One day we learnt aboriginal language & dances with a tribal warrior and the next we played traditional indigenous games – although as expected, most of the time the kids just wanted to play basketball or climb the football nets/wind each other up! (They’re just like English kids really!) One afternoon I sat reading with a small group, they were showing me the Gooniyandi Wordbook. My favourite was the word for butterfly: birrbindibindi, bit of a mouthful! One of the volunteers also taught a lot of the students how to play guitar, so many of them were captivated by the sounds and spent all afternoon perfecting their skills!

It was interesting meeting the parents, one day a dad showed up to collect 12 children, they all belonged to him! This was quite common, aboriginal people tend to have very large families (two brothers is enough for me, thanks!) It was pretty obvious that social problems within the community had at times, led to drug/alcohol dependence. This is often an issue within the aboriginal society as there are very little employment opportunities, which can lead to a vicious downward spiral of abuse. One mum struggled to walk and had scratches and bruises all over her body – it was pretty hard to see and was definitely having a knock on affect on the daughters behaviour.

However, what striked me the most whilst at the Centre was the sense of community: it was all-encompassing and incredible to see. The kids genuinely cared about each other and were proud to be related (every child had about 10 cousins, who all went to the Centre!) They worked together on projects to design giant Aboriginal flags and had woven together a blanket with hands on it which covered a tree at the entrance of the centre. Every last Friday of the month they have a community night – parents, children and entire families would come along for a sing song, games, free food and entertainment, it was especially humbling to be accepted so easily into their tribe!

At the end of April we took the kids on a trip to the Spirit of Anzac Centenary Experience at Darling Harbour, this was an experience to say the least! Having taught a variety of ages and backgrounds before; I have certain ways of handling students and it was extremely hard to take a back seat (sort of) and allow the chaos to happen at times. There was very little discipline, partly due to the fact a lot of the students have behavioural problems and come from broken/abusive families: many of them being displaced or fostered. We were warned that raising a voice or seeming somewhat threatening could potentially upset them. We survived the tour (with a few grumpy grannies getting irritated) and the kids had a great time pushing buttons and studying the old relics!

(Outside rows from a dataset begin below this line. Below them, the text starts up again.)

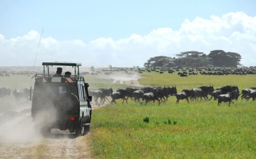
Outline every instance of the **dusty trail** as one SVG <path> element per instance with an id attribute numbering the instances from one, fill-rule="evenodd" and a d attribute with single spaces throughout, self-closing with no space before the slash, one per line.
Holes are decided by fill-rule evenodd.
<path id="1" fill-rule="evenodd" d="M 88 135 L 76 138 L 69 130 L 57 129 L 45 137 L 35 134 L 30 108 L 19 107 L 18 110 L 0 115 L 0 120 L 10 115 L 14 117 L 0 122 L 0 158 L 93 158 L 86 142 Z"/>

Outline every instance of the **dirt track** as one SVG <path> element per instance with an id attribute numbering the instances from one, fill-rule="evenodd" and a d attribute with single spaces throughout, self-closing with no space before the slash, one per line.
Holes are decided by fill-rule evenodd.
<path id="1" fill-rule="evenodd" d="M 30 113 L 28 108 L 0 114 L 0 120 L 6 114 L 18 117 L 0 123 L 0 158 L 92 158 L 88 135 L 76 138 L 69 130 L 55 129 L 45 137 L 35 135 Z"/>

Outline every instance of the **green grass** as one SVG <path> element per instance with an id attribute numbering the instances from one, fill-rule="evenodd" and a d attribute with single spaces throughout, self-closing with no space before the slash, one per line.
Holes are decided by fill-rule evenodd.
<path id="1" fill-rule="evenodd" d="M 256 86 L 256 76 L 195 76 L 146 73 L 140 83 L 151 86 L 176 85 L 178 92 L 209 84 L 215 88 Z M 199 101 L 175 104 L 151 102 L 141 106 L 109 104 L 93 111 L 90 139 L 96 158 L 255 158 L 256 102 L 234 101 L 234 105 Z M 143 122 L 148 117 L 150 122 Z M 170 120 L 176 125 L 168 124 Z"/>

I think no matter where you are in the world, if you have a love for kids, you will always enjoy your time with them. I will forever remember their cute faces and smiles; the time I greeted them on the playground and they were so surprised yet ecstatic to see me again; the sense of achievement they got when completing their homework the same day it was set and the time they covered me in stickers as part of my ‘initiation’ into the group. I think what I will take away with me most, is that  although I was the educator in this situation, I am pretty sure I learnt just as much as the kids did in those few months, if not more and that is why i’ll forever be grateful for the experience.